Demand Transparency in Pricing and Fees

The payment processing industry can be confusing, so don’t hesitate to ask for clear explanations. Providers should be upfront about all fees (see the list above for what to expect).

Understand the Processing Rates and Pricing Model

Pro Tip - Interchange Plus is noted for its transparency.

Avoid Misleading Sales Tactics

Be wary of claims like “Transaction fees as low as 0%!” without clear details on actual fees.

Prefer Flexible Contracts

Look for month-to-month agreements or contracts with minimal early termination fees.

Excellent Customer Support is Crucial

Ensure the provider offers reliable customer service for any issues that might arise.

Opening a Small Business Merchant Account

With the basics covered, here’s how to open your small business merchant account.

The Application Process

Many companies have streamlined their application process, ranging from quick online forms to over-the-phone applications. After applying, you’ll need to provide various documents, such as:

  • Your business EIN number
  • Details about your products or services
  • Personal information (name, address, social security number, etc.)
  • Your business plan
  • References, if requested
  • Bank statements showing your payment processing history (if available)

Submitting Your Application

Once you have all the required documents, you can submit your application. Here are some tips:

Tip #1: Ensure Completeness

Double-check all information before submitting. Adding additional information, like personal investments in your business, can be beneficial.

Tip #2: Be Honest About Potential Issues

If you have poor credit or past bankruptcies, disclose these upfront to demonstrate honesty.

Tip #3: Provide All Requested Information

Even if a request seems odd, provide the information. There’s usually a reason behind it.

Tip #4: Set Realistic Sales Volume Expectations

Be upfront about your expected monthly sales volume and any upcoming product launches. Update the provider if circumstances change.

Awaiting Approval

After submitting, the waiting begins. Many providers can approve accounts within 72 hours or faster for low-risk applicants.

Feel free to ask about the approval timeframe, and stay busy until you receive confirmation.

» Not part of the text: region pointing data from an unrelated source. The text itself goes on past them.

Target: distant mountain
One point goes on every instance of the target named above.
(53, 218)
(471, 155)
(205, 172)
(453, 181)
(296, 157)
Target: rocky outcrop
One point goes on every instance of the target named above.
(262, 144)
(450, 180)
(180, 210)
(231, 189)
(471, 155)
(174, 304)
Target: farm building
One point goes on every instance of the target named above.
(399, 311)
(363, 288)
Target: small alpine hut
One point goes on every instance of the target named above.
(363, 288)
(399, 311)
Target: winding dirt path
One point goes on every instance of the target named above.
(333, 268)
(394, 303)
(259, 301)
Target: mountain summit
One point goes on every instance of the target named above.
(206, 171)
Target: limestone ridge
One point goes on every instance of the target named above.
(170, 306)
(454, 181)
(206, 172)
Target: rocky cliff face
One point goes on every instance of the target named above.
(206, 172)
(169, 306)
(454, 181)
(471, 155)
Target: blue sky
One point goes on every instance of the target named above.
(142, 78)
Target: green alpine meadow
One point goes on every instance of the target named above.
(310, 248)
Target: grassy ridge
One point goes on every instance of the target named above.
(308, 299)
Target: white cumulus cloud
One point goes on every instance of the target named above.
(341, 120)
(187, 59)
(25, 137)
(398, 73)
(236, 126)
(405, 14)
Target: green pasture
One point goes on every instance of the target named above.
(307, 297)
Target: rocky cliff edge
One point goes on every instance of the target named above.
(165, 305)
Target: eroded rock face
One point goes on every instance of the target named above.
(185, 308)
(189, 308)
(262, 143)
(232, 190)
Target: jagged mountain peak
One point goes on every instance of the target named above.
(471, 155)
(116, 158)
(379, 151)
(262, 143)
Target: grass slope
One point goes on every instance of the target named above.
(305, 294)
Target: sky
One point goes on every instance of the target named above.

Finding the Perfect Payment Partner: Your Path to Seamless Transactions

Selecting the right credit card processor is crucial for the success of your small business. The right provider can help streamline your payment processes, reduce costs, and improve customer satisfaction.

  • Helcim: Helcim offers transparent pricing and robust features, making it ideal for small businesses seeking reliability and affordability.
  • PaymentCloud: PaymentCloud excels in high-risk merchant accounts, providing tailored solutions and excellent customer support.
  • Easy Pay Direct: Easy Pay Direct is known for its high-risk processing capabilities and seamless integrations, perfect for businesses needing stability.
  • CDG Commerce: CDG Commerce combines competitive rates with flexible payment solutions, making it a top choice for various small business needs.
  • eMerchantBroker: eMerchantBroker specializes in high-risk merchant accounts, offering comprehensive support and customized payment solutions.
  • Payline Data: Payline Data stands out with its transparent pricing, excellent customer service, and versatile payment options, catering to diverse business requirements.

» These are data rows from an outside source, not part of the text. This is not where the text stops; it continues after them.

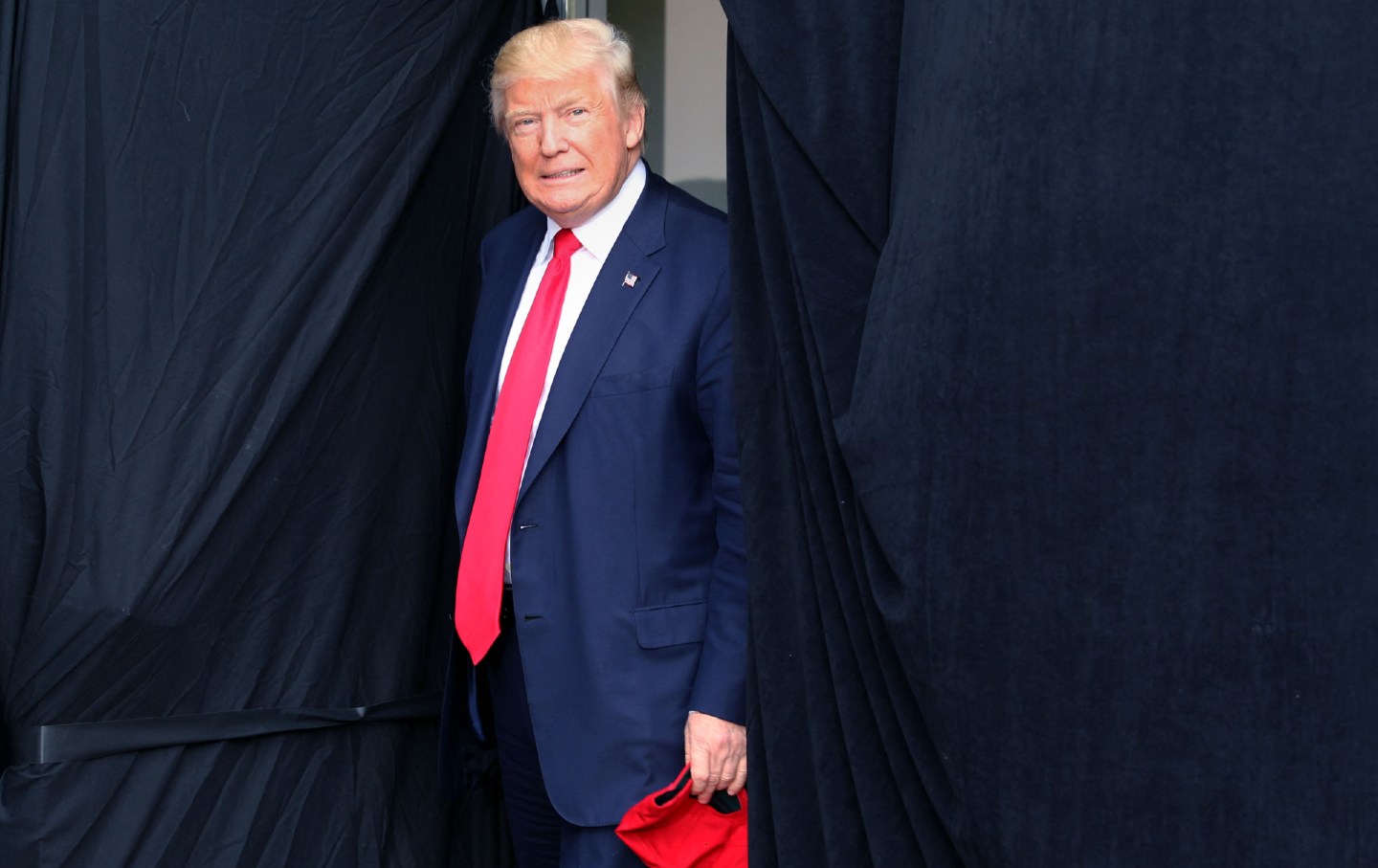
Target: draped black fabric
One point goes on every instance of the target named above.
(1057, 341)
(235, 278)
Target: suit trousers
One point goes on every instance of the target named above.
(541, 836)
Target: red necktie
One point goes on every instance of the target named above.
(478, 591)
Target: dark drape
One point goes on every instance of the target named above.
(1057, 341)
(235, 278)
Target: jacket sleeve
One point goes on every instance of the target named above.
(720, 686)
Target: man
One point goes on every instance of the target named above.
(597, 491)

Each of the companies listed above offers unique strengths tailored to different business needs.

By evaluating your specific requirements and comparing these top picks, you can choose the best credit card processor that will support your business growth and operational efficiency.

Remember, the right partner can make all the difference in achieving a seamless and effective payment processing system.